Tantos avisos sérios de especialistas e técnicos de aviação sobre os riscos do aeroporto em plena área de nidificação e habitat de milhares de aves; tantos avisos sérios de especialistas sobre a incongruência de se insistir num aeroporto naquelas condições mesmo depois da pandemia ter revelado que as características do tráfego aéreo vão mudar radicalmente; em vez de se mandar realizar um Estudo de Avaliação Ambiental Estratégica para encontrar a melhor localização para um aeroporto internacional que Lisboa precisa; em vez de se respeitarem os acordos internacionais de Conservação da Natureza (CN) - o MA sabe o que isso é ? -  vai-se construir um aeroporto em pleno Estuário do Tejo, Reserva Natural,  Reserva da Unesco, umas das áreas fundamentais da CN na Europa. E a Europa que vai mandar dinheiro aos milhões para cá, não diz nada?
País de faz de conta...

Há quem ache que a mentalidade de quem governa -seja a actual seja qualquer outra que venha a seguir...-  vai mudar, estimulada agora pelas evidências  deixadas pela pandemia... Não temos, na área das governações  ou no "arco" da governação, gente de fibra capaz de mudar o ciclo da nossa  mediocridade, era preciso um golpe de asa que as águias  adocicadas do nosso universo já não possuem - nem temos massa crítica e cidadania activa para o modificar. 
Estas reflexões  resultam de não acreditar que seja possível, no meu tempo de vida que já não será muito,  modificar a falta de compreensão daquilo que de mais profundo penso que  um país como o nosso necessitava de  empreender - escapar aos elos implacáveis de um liberalismo espúrio e governar de acordo com a grandeza enterrada das nossas capacidades sem com isso nos afastarmos  do universalismo da nossa História de quase novecentos anos.

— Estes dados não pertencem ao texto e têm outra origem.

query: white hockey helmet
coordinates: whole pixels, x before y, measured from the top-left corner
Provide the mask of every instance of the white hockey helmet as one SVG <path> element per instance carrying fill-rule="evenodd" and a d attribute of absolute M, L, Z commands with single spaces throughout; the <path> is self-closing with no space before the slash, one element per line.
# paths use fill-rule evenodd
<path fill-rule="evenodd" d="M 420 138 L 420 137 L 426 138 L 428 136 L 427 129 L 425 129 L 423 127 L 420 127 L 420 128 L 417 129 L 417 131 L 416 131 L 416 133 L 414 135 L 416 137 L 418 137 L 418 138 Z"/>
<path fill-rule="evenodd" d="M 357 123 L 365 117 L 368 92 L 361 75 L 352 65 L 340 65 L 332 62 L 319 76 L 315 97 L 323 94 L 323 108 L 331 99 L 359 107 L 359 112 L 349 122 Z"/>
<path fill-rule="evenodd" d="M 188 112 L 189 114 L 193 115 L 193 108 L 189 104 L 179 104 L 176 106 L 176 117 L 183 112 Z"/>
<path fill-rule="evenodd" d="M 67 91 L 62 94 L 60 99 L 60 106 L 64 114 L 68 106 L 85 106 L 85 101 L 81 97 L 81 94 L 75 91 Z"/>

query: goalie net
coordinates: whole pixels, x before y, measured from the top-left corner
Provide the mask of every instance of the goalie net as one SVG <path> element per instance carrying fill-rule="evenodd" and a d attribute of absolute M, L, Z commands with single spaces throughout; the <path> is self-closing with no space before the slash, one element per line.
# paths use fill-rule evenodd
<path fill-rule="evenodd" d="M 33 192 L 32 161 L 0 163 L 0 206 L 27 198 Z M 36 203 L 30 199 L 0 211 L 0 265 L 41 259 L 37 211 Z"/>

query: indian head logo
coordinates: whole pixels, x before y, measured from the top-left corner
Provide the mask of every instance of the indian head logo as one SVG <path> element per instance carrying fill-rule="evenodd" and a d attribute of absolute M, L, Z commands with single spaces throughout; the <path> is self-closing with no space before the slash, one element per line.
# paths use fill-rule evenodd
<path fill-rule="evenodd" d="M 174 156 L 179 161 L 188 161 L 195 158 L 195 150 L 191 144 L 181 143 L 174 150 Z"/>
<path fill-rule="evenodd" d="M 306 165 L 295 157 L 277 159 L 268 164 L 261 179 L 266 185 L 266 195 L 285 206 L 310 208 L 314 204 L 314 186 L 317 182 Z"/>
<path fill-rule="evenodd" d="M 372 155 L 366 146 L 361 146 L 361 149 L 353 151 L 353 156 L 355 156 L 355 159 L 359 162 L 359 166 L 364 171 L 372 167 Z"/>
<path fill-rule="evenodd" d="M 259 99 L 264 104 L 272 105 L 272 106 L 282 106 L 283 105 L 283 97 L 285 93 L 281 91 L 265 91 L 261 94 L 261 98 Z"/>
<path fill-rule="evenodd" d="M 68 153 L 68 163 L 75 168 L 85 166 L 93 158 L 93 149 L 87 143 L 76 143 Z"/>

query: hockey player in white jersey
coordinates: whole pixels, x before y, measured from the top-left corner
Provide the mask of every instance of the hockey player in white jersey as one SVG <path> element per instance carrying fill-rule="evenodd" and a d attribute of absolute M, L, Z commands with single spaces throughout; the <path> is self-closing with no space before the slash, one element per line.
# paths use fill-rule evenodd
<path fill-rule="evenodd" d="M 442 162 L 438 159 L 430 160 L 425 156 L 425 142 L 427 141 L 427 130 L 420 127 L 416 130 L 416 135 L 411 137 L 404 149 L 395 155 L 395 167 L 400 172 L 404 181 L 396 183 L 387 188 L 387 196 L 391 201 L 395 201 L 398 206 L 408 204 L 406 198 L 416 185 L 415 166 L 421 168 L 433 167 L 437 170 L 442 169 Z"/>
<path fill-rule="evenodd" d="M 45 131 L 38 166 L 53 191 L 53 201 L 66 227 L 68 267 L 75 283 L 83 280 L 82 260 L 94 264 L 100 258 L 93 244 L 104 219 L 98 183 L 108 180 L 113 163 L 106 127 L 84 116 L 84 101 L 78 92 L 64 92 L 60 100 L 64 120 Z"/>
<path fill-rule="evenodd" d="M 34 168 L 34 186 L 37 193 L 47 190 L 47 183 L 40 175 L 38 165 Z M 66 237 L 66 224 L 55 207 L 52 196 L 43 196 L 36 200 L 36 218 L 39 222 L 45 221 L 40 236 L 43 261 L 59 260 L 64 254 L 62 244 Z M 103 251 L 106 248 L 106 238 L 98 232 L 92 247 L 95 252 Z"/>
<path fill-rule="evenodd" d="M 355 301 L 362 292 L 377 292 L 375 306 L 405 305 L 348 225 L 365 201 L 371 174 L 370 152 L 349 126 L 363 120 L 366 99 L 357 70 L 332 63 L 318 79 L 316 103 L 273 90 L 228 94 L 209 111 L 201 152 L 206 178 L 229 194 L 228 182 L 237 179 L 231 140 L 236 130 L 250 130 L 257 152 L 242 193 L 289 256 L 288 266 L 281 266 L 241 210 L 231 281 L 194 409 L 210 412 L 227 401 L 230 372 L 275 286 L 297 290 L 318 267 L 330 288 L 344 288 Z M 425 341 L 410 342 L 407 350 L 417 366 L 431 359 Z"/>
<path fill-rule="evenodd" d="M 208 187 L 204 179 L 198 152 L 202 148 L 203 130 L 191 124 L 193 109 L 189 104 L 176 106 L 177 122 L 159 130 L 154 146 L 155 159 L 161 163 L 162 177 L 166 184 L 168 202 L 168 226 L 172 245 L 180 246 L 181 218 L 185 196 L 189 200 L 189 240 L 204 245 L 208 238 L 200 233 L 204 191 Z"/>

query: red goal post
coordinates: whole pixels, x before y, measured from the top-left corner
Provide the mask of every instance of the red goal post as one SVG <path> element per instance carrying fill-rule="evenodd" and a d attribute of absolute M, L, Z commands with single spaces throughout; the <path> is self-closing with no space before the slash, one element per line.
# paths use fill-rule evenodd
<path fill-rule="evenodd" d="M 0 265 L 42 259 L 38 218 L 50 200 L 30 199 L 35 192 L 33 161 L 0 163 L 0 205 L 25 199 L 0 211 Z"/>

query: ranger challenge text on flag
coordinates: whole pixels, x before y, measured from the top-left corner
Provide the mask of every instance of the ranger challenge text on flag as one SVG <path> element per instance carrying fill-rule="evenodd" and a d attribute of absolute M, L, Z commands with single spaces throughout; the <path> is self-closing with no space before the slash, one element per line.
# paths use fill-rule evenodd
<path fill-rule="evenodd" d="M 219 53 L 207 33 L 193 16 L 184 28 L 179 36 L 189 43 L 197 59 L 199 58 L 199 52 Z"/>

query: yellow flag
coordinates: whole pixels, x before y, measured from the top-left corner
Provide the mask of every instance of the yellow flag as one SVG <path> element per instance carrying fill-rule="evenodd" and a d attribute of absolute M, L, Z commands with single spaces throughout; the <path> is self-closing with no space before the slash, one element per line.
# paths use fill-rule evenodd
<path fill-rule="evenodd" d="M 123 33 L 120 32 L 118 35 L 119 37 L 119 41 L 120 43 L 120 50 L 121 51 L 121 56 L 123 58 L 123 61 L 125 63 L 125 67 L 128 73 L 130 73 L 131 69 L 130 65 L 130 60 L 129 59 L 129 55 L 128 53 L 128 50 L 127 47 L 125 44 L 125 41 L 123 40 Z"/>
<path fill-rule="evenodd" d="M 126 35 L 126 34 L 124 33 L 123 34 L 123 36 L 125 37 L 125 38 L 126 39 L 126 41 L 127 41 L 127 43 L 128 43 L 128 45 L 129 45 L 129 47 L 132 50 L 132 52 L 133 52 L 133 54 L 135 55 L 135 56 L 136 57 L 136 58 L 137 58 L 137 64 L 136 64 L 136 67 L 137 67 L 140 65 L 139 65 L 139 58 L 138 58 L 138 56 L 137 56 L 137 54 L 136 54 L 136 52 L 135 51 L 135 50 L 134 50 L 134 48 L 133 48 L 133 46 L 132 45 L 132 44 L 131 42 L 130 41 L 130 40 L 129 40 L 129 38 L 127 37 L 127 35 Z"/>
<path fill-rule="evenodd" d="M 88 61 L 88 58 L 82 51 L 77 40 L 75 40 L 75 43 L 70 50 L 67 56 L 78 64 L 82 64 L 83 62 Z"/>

Vêm aí "paletes" de dinheiro e já se prevê como vai ser gasto. Bem pode o Eng.º Miguel Freitas  falar nas perspectivas de  investir na infraestrutura verde, no mosaico de pastagens melhoradas, na composição silvo-pastoril inteligente e acessível aos pequenos agricultores, num interior renovado  onde agora falta tudo excepto o habitual programa anual de fogos rurais, esses sim a realidade dominante de mais de metade dum território esquecido, ignorado.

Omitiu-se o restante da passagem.